6-(3-Chloropropanoyl)-3-methyl-3,4-dihydroquinazolin-2(1H)-one (5j)

The title compound was prepared in a yield of 79%: mp 171.7–171.8 °C. 1H NMR (600 MHz, DMSO) δ 9.68 (s, 1H), 7.80 (dd, J = 8.4, 1.9 Hz, 1H), 7.76 (s, 1H), 6.84 (d, J = 8.4 Hz, 1H), 4.47 (s, 2H), 3.91 (t, J = 6.3 Hz, 2H), 3.44 (t, J = 6.3 Hz, 2H), 2.88 (s, 3H). 13C NMR (151 MHz, DMSO) δ 195.36, 153.47, 142.99, 129.84, 129.26, 126.65, 118.15, 113.50, 49.93, 34.38; APCI-HRMS m/z calcd for C12H14ClN2O2 (MH+), 253.0738, found 253.0736. Purity (HPLC): 96.3%.

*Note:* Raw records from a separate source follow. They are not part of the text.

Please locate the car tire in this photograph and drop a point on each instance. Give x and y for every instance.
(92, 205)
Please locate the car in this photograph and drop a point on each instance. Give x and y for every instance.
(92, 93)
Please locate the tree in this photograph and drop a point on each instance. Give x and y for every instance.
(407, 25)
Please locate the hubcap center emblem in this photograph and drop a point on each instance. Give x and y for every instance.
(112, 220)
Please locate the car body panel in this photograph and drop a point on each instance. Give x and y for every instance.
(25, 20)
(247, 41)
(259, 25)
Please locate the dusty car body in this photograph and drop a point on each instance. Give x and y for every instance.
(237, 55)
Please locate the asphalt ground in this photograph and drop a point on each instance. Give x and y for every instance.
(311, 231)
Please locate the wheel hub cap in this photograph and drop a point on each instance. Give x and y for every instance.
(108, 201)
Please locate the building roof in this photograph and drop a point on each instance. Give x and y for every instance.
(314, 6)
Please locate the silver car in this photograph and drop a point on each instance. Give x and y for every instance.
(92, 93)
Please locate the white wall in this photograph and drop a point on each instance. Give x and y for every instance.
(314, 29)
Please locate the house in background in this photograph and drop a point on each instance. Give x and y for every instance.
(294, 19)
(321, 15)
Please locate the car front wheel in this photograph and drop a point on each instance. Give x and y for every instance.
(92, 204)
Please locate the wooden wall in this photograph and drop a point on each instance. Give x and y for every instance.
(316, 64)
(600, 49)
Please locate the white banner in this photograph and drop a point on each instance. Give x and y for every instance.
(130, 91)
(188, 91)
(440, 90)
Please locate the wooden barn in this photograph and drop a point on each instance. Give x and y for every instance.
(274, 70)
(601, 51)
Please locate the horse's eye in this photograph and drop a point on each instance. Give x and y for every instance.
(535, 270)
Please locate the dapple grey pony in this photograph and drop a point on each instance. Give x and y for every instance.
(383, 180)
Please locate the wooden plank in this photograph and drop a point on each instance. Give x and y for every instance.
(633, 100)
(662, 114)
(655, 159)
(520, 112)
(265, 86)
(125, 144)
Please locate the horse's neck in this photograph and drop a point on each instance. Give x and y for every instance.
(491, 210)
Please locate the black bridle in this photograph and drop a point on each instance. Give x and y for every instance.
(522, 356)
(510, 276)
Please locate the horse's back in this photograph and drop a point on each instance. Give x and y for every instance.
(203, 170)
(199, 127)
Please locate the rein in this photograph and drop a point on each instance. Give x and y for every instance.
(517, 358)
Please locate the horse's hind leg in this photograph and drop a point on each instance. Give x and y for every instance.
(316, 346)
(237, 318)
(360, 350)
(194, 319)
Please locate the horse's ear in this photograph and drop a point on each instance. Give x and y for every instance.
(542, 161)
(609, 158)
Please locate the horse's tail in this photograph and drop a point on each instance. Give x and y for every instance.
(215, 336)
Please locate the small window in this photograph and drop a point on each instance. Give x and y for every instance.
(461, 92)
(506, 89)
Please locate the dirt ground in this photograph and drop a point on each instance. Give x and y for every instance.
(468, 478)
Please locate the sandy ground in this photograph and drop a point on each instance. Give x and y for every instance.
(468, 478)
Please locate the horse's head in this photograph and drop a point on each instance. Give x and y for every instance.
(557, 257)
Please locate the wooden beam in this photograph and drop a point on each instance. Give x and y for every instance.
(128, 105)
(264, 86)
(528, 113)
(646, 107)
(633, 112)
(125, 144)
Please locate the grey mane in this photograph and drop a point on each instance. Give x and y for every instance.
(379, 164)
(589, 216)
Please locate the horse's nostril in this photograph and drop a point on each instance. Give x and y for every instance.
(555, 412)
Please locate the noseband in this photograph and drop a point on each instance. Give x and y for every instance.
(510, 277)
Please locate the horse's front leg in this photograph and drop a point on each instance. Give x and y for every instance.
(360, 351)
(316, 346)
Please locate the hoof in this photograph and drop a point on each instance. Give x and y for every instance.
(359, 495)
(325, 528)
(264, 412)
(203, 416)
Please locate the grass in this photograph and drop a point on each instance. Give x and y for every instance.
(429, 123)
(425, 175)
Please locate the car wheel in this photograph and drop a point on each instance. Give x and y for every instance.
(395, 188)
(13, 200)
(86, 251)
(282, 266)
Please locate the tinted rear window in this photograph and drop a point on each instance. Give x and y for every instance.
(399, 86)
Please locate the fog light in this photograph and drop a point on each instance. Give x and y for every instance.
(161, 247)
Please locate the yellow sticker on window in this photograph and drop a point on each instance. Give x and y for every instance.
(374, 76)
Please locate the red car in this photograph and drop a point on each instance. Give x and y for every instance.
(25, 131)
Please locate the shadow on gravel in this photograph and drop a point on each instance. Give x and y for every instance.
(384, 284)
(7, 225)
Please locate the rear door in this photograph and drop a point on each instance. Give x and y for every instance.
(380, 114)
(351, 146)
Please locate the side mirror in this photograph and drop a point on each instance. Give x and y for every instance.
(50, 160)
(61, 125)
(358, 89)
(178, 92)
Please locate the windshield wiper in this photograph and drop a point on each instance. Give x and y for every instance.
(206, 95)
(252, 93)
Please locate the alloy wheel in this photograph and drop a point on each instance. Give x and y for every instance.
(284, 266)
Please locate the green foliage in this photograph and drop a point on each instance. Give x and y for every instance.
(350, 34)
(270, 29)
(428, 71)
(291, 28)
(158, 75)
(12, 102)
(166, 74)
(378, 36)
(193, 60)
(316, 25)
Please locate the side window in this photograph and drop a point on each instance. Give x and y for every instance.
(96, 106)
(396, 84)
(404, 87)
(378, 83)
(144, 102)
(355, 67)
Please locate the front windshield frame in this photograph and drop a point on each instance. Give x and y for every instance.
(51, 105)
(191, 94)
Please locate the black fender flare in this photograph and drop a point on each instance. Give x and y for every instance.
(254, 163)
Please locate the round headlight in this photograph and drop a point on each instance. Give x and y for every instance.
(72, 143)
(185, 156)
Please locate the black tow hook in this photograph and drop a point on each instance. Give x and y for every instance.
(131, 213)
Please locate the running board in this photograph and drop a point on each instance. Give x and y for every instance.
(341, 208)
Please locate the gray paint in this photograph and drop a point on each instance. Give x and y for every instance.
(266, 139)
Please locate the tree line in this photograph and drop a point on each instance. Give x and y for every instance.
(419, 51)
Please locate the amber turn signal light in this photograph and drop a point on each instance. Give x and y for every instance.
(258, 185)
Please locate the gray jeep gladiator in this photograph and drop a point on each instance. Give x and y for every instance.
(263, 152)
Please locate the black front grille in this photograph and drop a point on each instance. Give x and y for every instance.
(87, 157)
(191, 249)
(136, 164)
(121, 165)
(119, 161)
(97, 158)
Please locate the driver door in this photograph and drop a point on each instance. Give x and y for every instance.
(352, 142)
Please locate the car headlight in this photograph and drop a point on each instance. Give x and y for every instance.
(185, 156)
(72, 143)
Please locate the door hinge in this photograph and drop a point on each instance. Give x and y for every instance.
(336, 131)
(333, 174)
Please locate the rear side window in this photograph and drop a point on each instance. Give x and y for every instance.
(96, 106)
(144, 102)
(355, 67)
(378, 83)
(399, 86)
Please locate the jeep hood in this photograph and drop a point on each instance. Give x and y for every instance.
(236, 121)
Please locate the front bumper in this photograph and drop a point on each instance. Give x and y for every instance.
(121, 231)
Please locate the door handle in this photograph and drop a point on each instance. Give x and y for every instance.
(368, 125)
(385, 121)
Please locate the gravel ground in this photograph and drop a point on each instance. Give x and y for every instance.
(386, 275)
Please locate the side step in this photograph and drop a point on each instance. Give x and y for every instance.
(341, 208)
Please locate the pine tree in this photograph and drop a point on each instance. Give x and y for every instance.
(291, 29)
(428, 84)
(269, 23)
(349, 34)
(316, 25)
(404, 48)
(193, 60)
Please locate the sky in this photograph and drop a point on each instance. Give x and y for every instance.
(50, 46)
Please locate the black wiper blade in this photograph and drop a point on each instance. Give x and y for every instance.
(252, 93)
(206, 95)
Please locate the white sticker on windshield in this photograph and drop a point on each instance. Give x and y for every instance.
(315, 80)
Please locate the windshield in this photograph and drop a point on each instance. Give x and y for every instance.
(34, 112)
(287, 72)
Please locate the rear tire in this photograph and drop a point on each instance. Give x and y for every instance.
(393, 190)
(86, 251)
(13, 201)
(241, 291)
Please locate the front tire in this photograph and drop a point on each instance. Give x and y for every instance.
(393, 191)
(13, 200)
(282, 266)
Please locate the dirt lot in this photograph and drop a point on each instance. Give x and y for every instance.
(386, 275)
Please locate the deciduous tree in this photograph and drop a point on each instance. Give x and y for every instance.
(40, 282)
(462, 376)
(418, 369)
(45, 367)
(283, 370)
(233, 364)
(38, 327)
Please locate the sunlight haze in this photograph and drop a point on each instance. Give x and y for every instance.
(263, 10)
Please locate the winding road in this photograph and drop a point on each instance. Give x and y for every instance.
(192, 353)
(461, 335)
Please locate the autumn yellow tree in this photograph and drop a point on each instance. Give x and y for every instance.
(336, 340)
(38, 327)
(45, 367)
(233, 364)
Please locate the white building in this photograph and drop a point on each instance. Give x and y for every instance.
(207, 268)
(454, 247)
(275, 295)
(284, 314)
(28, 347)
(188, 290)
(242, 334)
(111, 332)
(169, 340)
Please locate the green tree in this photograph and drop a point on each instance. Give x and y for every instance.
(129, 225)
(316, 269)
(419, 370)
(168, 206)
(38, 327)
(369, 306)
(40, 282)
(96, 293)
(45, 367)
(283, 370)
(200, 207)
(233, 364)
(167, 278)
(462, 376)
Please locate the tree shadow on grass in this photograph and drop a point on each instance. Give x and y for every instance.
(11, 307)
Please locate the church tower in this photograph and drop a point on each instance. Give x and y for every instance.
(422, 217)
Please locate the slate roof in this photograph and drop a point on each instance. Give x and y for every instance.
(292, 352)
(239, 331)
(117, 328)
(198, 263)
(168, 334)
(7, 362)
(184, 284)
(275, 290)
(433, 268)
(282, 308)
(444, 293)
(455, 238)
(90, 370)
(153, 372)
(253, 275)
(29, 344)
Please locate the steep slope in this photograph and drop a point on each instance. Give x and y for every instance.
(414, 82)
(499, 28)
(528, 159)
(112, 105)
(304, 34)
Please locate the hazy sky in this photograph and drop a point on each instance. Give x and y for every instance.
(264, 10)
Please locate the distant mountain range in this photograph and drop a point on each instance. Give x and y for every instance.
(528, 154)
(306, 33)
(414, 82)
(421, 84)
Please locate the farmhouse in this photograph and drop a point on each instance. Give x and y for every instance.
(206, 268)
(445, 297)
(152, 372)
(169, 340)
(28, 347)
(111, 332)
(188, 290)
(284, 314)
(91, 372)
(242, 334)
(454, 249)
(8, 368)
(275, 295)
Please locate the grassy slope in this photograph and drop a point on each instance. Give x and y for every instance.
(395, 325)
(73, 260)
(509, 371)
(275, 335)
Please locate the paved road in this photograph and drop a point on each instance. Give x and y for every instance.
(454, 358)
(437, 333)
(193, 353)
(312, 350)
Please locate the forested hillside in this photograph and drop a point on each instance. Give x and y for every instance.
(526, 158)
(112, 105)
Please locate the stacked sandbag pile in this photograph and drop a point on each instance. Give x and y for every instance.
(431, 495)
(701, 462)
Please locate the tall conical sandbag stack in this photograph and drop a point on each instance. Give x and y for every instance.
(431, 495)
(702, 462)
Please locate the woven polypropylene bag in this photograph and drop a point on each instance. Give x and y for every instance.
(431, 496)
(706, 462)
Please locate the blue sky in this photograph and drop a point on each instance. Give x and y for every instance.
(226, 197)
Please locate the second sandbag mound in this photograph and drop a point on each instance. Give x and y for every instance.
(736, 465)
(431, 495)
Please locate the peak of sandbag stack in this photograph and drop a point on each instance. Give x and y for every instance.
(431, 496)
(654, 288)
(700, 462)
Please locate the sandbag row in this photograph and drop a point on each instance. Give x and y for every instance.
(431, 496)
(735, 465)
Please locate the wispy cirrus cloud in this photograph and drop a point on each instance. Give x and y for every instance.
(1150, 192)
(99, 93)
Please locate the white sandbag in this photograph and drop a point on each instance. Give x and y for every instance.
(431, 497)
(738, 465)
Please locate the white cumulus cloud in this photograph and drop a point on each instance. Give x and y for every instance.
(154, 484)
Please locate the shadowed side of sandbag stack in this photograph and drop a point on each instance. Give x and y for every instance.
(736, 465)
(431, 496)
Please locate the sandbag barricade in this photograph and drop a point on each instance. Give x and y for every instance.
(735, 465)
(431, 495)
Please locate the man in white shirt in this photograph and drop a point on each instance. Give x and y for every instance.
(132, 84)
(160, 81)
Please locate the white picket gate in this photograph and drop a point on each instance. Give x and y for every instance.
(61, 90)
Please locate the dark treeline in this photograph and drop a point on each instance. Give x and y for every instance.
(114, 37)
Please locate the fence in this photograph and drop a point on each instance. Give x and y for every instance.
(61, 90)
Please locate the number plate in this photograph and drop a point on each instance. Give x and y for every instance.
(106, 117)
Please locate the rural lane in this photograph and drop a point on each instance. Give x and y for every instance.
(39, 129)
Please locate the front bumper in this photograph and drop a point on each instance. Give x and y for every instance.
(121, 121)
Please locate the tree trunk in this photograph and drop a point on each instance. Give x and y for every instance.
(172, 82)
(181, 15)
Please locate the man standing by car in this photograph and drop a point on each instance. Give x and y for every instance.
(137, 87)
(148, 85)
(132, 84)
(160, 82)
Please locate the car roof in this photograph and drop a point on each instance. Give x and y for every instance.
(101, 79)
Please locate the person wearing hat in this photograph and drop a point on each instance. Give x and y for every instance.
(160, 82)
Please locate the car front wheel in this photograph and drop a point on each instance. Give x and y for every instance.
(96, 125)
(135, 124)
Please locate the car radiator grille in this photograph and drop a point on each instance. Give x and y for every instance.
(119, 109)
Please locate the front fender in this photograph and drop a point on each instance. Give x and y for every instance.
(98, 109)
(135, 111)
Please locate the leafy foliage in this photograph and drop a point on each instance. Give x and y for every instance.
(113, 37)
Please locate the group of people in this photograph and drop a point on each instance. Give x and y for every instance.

6-(4-Chlorobutanoyl)-3-methyl-3,4-dihydroquinazolin-2(1H)-one (5k)

The title compound was prepared in a yield of 57%: mp 180.8–238.3 °C. 1H NMR (600 MHz, DMSO) δ 9.65 (s, 1H), 7.79 (dd, J = 8.4, 1.8 Hz, 1H), 7.74 (s, 1H), 6.84 (d, J = 8.4 Hz, 1H), 4.47 (s, 2H), 3.70 (t, J = 6.7 Hz, 2H), 3.08 (t, J = 7.1 Hz, 2H), 2.87 (s, 3H), 2.08–2.02 (m, 2H). 13C NMR (151 MHz, DMSO) δ 197.46, 153.52, 142.76, 130.03, 129.06, 126.47, 118.11, 113.47, 49.95, 45.44, 35.13, 34.37, 27.47; APCI-HRMS m/z calcd for C13H16ClN2O2 (MH+), 267.0894, found 267.0896. Purity (HPLC): 94.5%.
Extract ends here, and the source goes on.